Matthias and I started this blog over a year ago because we had first-hand experiences with the rift between developers and sysadmins. We knew this was a lose-lose situation not only for those directly involved, but the companies they were working for as well. We’ve described many real-life examples of how to overcome this rift, but were never sure how these ideas were resonating out there with our fellow colleagues. How many developers had moved into the operations realm? How many sysadmins knuckled down and wrote end-user code in a pinch?

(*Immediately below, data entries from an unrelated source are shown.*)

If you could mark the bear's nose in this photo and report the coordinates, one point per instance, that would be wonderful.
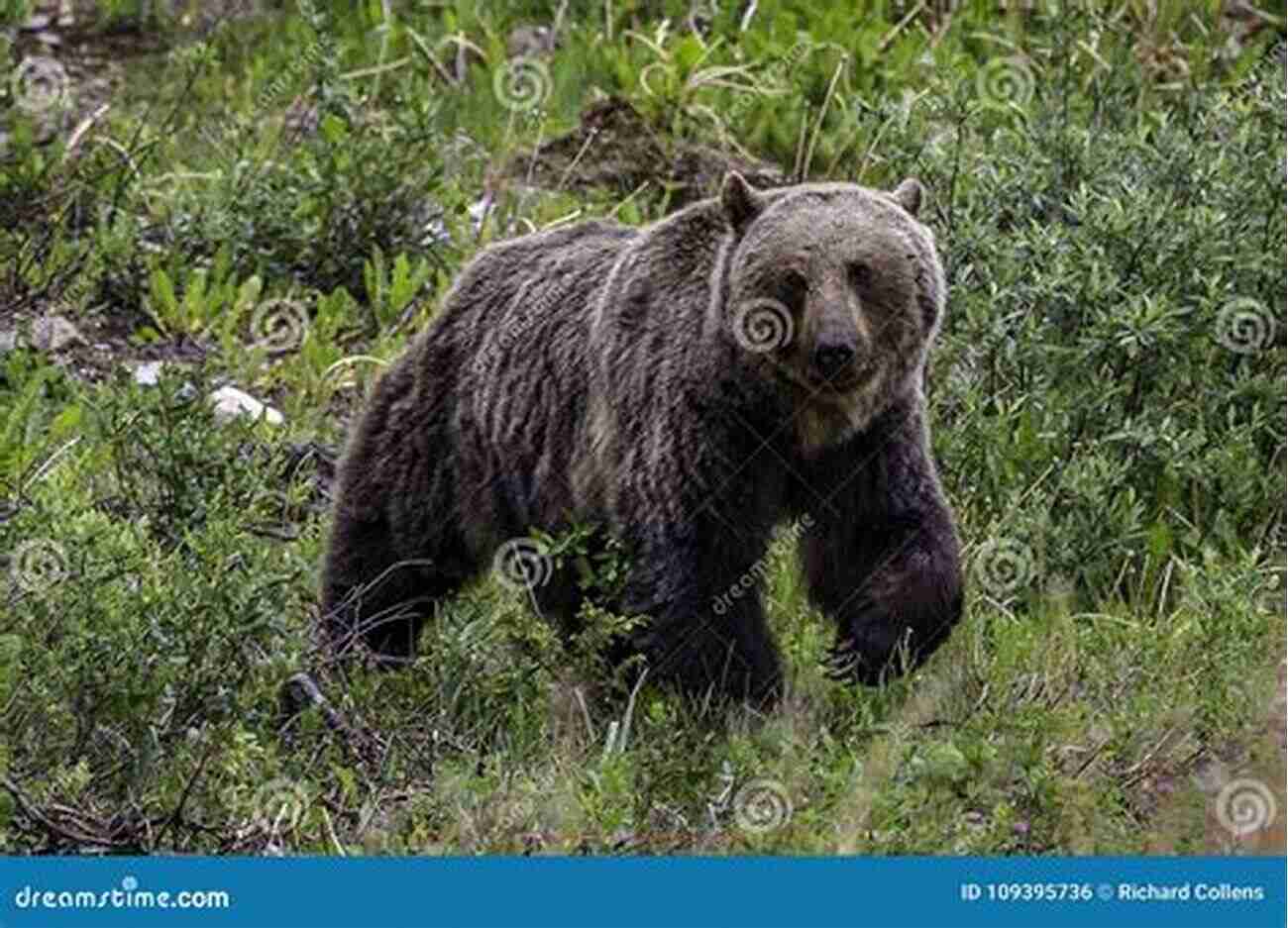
(831, 357)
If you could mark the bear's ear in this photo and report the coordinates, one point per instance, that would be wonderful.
(738, 200)
(909, 194)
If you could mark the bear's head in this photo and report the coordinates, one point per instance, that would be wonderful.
(835, 292)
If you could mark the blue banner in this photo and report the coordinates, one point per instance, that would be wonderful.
(790, 892)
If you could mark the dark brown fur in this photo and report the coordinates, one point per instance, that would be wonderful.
(608, 374)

Enter Patrick Debois and devopsdays. What surprised me the most was the overwhelming number of sysadmins here who really understood the importance of agile development in beating the competition. Instead of blocking new features from being deployed, they actively work with the development teams to ensure timely, high-quality releases. Chris Read’s presentation of Continuous Integration, Build Pipelines and Continuous Deployment demonstrated a boatload of processes to help bridge the deployent gap.

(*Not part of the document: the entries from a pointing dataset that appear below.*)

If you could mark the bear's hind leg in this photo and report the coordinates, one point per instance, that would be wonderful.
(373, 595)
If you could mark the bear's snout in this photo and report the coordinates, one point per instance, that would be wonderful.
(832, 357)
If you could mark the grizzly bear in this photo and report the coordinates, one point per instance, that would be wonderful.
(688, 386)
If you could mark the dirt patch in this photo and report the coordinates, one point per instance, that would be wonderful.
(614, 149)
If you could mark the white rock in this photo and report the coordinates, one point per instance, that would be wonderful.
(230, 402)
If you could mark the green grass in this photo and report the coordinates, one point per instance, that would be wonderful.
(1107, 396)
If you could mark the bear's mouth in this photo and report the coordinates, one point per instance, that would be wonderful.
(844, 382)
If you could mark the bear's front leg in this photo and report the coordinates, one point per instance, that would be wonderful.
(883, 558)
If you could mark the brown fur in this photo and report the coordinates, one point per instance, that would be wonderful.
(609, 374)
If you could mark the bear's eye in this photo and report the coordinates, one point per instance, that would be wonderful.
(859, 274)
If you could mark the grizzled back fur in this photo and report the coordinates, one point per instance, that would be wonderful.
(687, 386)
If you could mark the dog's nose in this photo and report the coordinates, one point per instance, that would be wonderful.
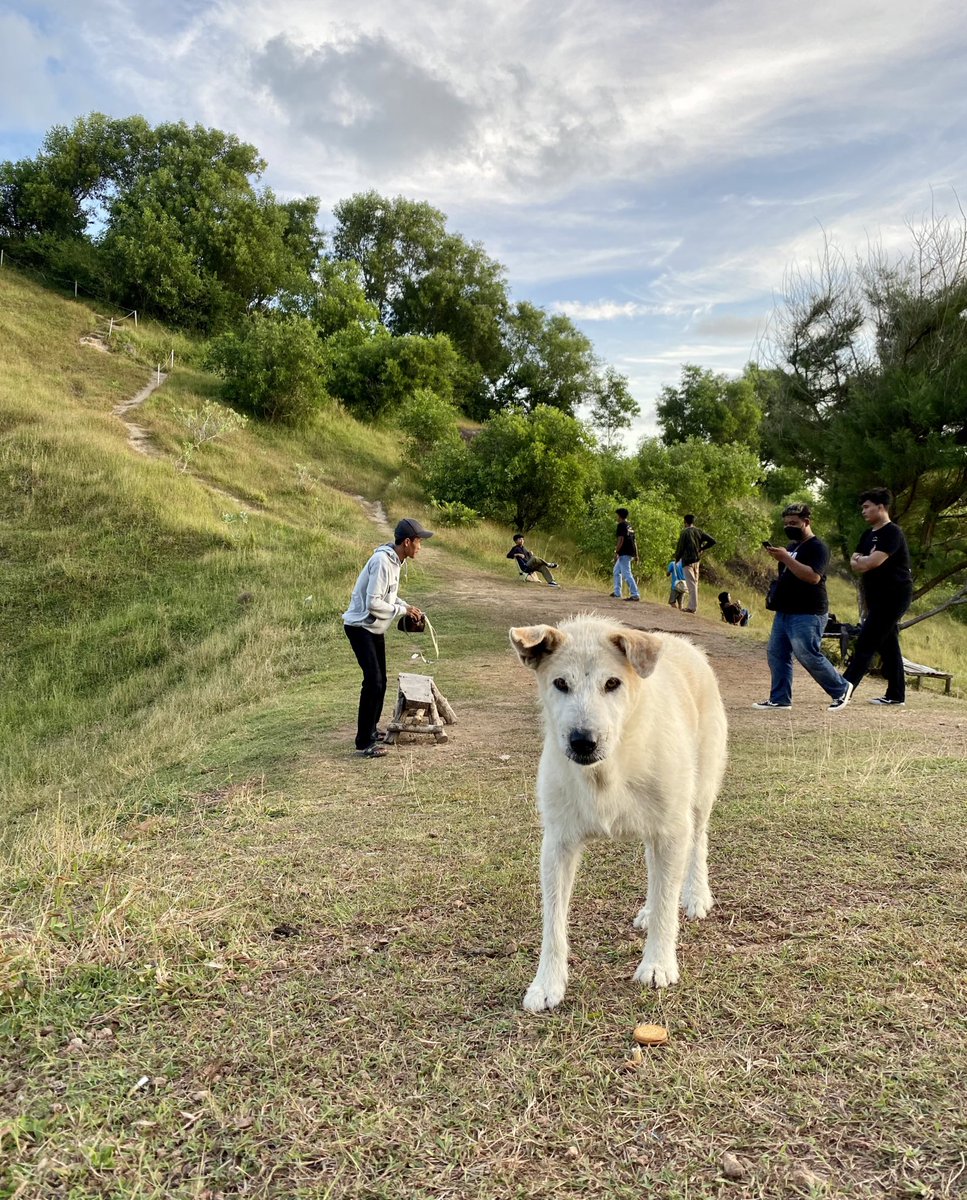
(582, 742)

As I am slowly running out of Pingdom checks, Lindsey Holmwood’s live demo of Cucumber-Nagios was especially interesting. As a developer, I would like to know immediately if the application changes I’ve made are somehow wiping out any existing functionality. And, of course, as a sysadmin I don’t want to be woken up at 2am, figure out exactly what’s wrong and rollback to the last known working revision. Cucumber adds a ton more flexibility to your acceptance tests and the Nagios plugin integrates perfectly with our existing monitoring solution. Additionally, Stephen Nelson-Smith has already done a post-conference, in-depth blog post on the above topic under the title Intelligent Monitoring.
How in the world can operations folks take advantage of agile processes in their day-to-day business? Scrum is too time consuming and XP is to resource intensive. Mattias Skarin gave a real-world example of how he helped an operations team move to Kanban – an endeavor that was so successful, the Ops team is now officially integrated into the Dev team proper. There were some excellent tidbits in his presentation Introducing Kanban in Operations that I can’t wait to try out myself.

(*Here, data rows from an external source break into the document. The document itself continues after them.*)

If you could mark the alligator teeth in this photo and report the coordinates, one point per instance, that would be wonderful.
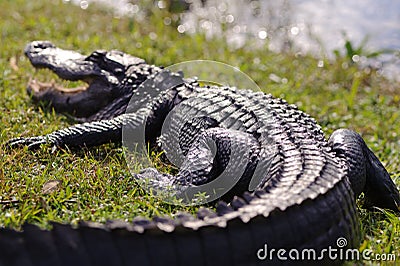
(223, 208)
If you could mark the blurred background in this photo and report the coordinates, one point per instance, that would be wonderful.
(318, 27)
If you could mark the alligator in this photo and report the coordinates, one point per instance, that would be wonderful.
(295, 189)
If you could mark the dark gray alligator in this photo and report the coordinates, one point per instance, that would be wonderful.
(303, 187)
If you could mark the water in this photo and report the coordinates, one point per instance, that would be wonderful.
(312, 26)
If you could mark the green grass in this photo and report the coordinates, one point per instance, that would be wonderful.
(95, 184)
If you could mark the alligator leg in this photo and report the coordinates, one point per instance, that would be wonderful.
(86, 134)
(220, 162)
(366, 173)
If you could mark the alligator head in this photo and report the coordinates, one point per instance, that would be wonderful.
(103, 71)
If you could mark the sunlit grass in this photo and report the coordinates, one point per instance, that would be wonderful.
(95, 184)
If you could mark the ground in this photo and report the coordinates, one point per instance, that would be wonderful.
(95, 184)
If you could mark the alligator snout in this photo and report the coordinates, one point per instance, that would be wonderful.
(37, 46)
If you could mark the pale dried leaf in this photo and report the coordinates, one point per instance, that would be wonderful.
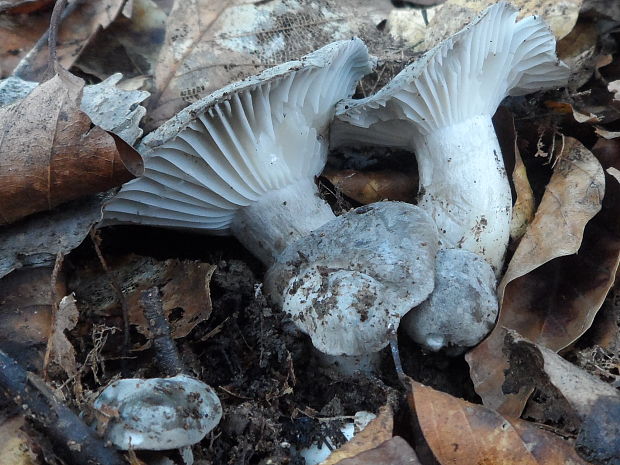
(376, 432)
(115, 110)
(454, 14)
(550, 302)
(572, 198)
(38, 239)
(373, 186)
(16, 447)
(26, 316)
(49, 154)
(210, 44)
(568, 390)
(395, 451)
(462, 433)
(60, 349)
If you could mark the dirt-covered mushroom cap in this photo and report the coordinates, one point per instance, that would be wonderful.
(462, 309)
(348, 282)
(158, 413)
(441, 108)
(243, 160)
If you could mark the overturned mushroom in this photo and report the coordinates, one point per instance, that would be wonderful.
(462, 309)
(157, 413)
(441, 107)
(243, 160)
(347, 283)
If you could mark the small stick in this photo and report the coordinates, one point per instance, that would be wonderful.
(117, 289)
(166, 352)
(404, 379)
(74, 441)
(24, 67)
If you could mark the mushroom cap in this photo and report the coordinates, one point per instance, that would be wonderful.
(466, 75)
(347, 283)
(159, 413)
(463, 307)
(229, 149)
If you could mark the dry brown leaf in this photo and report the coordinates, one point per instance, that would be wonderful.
(19, 33)
(579, 51)
(568, 392)
(59, 347)
(525, 205)
(16, 447)
(373, 186)
(454, 14)
(211, 43)
(376, 432)
(185, 285)
(395, 451)
(187, 288)
(25, 316)
(462, 433)
(49, 154)
(38, 239)
(548, 300)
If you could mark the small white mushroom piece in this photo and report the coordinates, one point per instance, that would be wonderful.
(349, 282)
(243, 160)
(158, 413)
(462, 309)
(441, 107)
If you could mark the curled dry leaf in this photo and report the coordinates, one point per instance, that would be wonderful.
(184, 285)
(26, 316)
(547, 299)
(373, 186)
(59, 348)
(16, 447)
(38, 239)
(19, 33)
(454, 14)
(49, 154)
(395, 451)
(375, 433)
(569, 393)
(211, 43)
(462, 433)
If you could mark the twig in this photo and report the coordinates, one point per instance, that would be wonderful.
(24, 67)
(74, 441)
(166, 351)
(54, 298)
(118, 291)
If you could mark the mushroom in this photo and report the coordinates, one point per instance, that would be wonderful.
(243, 160)
(349, 283)
(157, 413)
(462, 309)
(441, 107)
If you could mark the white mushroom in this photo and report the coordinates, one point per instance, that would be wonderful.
(441, 108)
(462, 309)
(158, 413)
(349, 282)
(243, 160)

The Open Spaces were a first for me, but I had fun excercising the “Law of Two Feet”. Too bad this can’t be applied more often to everyday meetings. Adrian Silva’s idea for Admin Coding Dojos is long overdue and I hope he is able to successfully get this ball rolling down in Spain – lemme know how it works out for you, Adrian! Finally, I’d like to thank Marcel Wegermann for a bit of BDD advice which has hopefully earned yet another convert to this tried-and-true coding discipline. He managed to convince my colleague that with some simple refactoring, you can break out of Zend – PHPUnit tests dependency hell and wrap those sticky areas with some testing goodness!
Like Bart Vanbrabant notes in his blog post, I also found many of the discussions to be very low level and missed more abstract discussion about how to bridge the gap between development and operations. I hope that next year we see a more balanced group in order to foster this important topic and call on every developer reading this blog to seriously consider making the trip next year to devopsdays!